CNB : le faucon d’autrefois
Lorsqu'Aleš Michl a remplacé Jiri Rusnok à la tête de la banque centrale tchèque au milieu de l’année dernière, le marché craignait un changement de régime. D’un faucon notoire en lutte contre l’inflation à une colombe soucieuse de la croissance. Nouveaux patrons, nouvelles règles. Cette crainte ne s’est pas avérée totalement fondée par la suite. Sous la houlette de Michl, la CNB n’a pas relevé son taux directeur au-delà de 7 %, le niveau auquel il se trouvait au moment du départ de Rusnok. Et il n'y a pas eu non plus de revirement soudain de la politique.
Hier, la CNB a même profité de l’occasion pour rafraîchir un peu son image de faucon. Elle a ainsi décidé de laisser son taux inchangé pour la onzième fois consécutive, à 5 voix contre 2. Tant les marchés que les analystes s'attendaient pourtant à ce que Prague entame son cycle d’assouplissement, avec une baisse de 25 points de base. Cela s’explique par la forte désinflation observée en septembre (de 8,5 % à 6,9 %). Cette désinflation a non seulement surpris la CNB par sa vigueur, mais elle a aussi poussé le taux directeur réel (corrigé de l’inflation) en territoire positif pour la première fois depuis des années. Ce n’est qu’à partir de ce moment-là que l'on peut vraiment parler de politique monétaire restrictive. Mais cela ne durera pas et la CNB en est bien consciente. En octobre, l’inflation aura rebondi pour des raisons statistiques, à 8,3 % selon les estimations.
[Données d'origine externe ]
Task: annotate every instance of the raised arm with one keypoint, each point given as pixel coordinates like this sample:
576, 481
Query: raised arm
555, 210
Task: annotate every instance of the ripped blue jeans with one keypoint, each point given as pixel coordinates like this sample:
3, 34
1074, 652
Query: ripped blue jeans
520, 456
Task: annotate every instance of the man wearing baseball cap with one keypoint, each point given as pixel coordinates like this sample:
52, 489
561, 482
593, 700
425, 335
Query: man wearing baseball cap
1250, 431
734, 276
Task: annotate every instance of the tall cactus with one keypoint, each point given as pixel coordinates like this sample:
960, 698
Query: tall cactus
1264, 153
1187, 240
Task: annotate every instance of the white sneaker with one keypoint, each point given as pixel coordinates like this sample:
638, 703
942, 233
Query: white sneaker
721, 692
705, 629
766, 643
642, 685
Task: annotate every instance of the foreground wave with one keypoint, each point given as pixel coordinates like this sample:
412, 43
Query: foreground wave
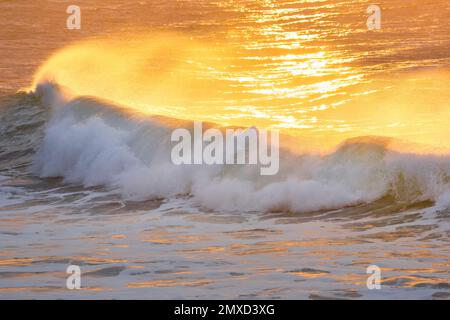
94, 143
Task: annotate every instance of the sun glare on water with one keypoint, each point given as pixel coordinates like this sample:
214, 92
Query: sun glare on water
314, 96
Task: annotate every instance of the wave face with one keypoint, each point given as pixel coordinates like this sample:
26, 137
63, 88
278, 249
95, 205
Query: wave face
94, 143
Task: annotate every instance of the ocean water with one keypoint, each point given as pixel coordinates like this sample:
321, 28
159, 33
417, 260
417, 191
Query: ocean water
86, 177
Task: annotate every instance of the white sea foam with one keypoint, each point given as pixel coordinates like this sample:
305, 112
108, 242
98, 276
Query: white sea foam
93, 143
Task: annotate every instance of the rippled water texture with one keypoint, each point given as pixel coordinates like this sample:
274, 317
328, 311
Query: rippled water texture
308, 68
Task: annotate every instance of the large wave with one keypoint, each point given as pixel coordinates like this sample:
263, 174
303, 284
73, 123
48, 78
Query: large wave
92, 142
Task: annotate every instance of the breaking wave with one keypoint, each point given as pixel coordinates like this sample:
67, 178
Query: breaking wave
95, 143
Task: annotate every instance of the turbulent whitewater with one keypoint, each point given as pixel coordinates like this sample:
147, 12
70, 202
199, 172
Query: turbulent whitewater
90, 142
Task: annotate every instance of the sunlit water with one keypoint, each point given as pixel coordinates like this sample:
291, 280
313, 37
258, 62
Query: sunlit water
308, 68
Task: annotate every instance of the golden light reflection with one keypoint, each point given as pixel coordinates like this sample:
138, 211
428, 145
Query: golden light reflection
317, 95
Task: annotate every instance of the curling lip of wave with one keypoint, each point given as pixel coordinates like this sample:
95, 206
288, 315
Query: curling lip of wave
92, 143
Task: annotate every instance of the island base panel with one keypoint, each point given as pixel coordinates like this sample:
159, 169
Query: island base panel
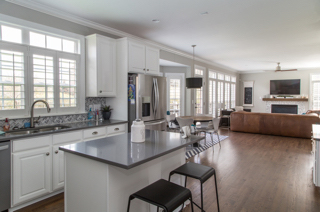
91, 185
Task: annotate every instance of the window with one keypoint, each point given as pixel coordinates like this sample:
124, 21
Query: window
12, 93
53, 72
220, 76
198, 71
227, 95
43, 79
11, 34
220, 97
199, 100
315, 91
50, 42
233, 96
174, 96
212, 97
À partir de l’année prochaine, le processus de désinflation s’intensifiera, mais cela ne sera en partie qu'un mouvement de façade. La CNB s’attend en effet à ce que la tension sous-jacente sur les prix (hors alimentation et énergie) tournera toujours autour de 3 % en moyenne en 2024. La CNB s'inquiète dès lors d'un possible dérapage des anticipations d'inflation des entreprises et des consommateurs, qui pourrait en effet déboucher sur une spirale prix/salaires difficile à maîtriser.
Il est significatif de constater que la banque centrale maintient un taux directeur élevé même après avoir revu ses prévisions de croissance à la baisse. Pour cette année, elle s’attend à une contraction de 0,4 %. L’année prochaine, l’économie devrait, selon elle, se redresser de 1,2 %. L’été dernier, la banque tablait encore sur des taux de respectivement +0,1 % et 2,3 %. Cette révision à la baisse ne se traduit en outre pas par une baisse plus prononcée (par rapport à la dernière mise à jour) du taux directeur dans les prévisions. Celles-ci font toujours état d'une baisse de 50 pb en décembre. Et la CNB estime même que c’est exagéré. Quand l'heure sera venue, la banque explique que l’assouplissement monétaire sera modéré et progressif. En d'autres termes, il se fera par palier de 25 points de base. Une telle prudence s'impose pour ne pas faire chuter la devise. Les Polonais en savent quelque chose. La couronne tchèque reste vulnérable pour la CNB. Cette dernière a vu dans la récente dépréciation un argument supplémentaire pour ne pas agir tout de suite. KBC Economics estime que la banque commencera son assouplissement en décembre, mais le risque qu'elle ne démarre qu'en début 2024 est bien réel. Le marché monétaire tchèque semble partager notre scénario. Les dommages collatéraux sur la CZK pourraient donc rester limités lorsque la banque centrale franchira effectivement le pas. La recherche d’un taux directeur réel positif (bien que non officiellement annoncée) jouera à cet égard un important rôle d'amortisseur. Comme toujours, le calme relatif sur les marchés (des taux) mondiaux constituera une condition préalable importante, non seulement pour la couronne, mais aussi pour les autres monnaies de la région. La zone EUR/CZK 24,65 - 24,7 (l’ancien niveau d’intervention) est depuis hier devenue un solide niveau de support pour la couronne tchèque.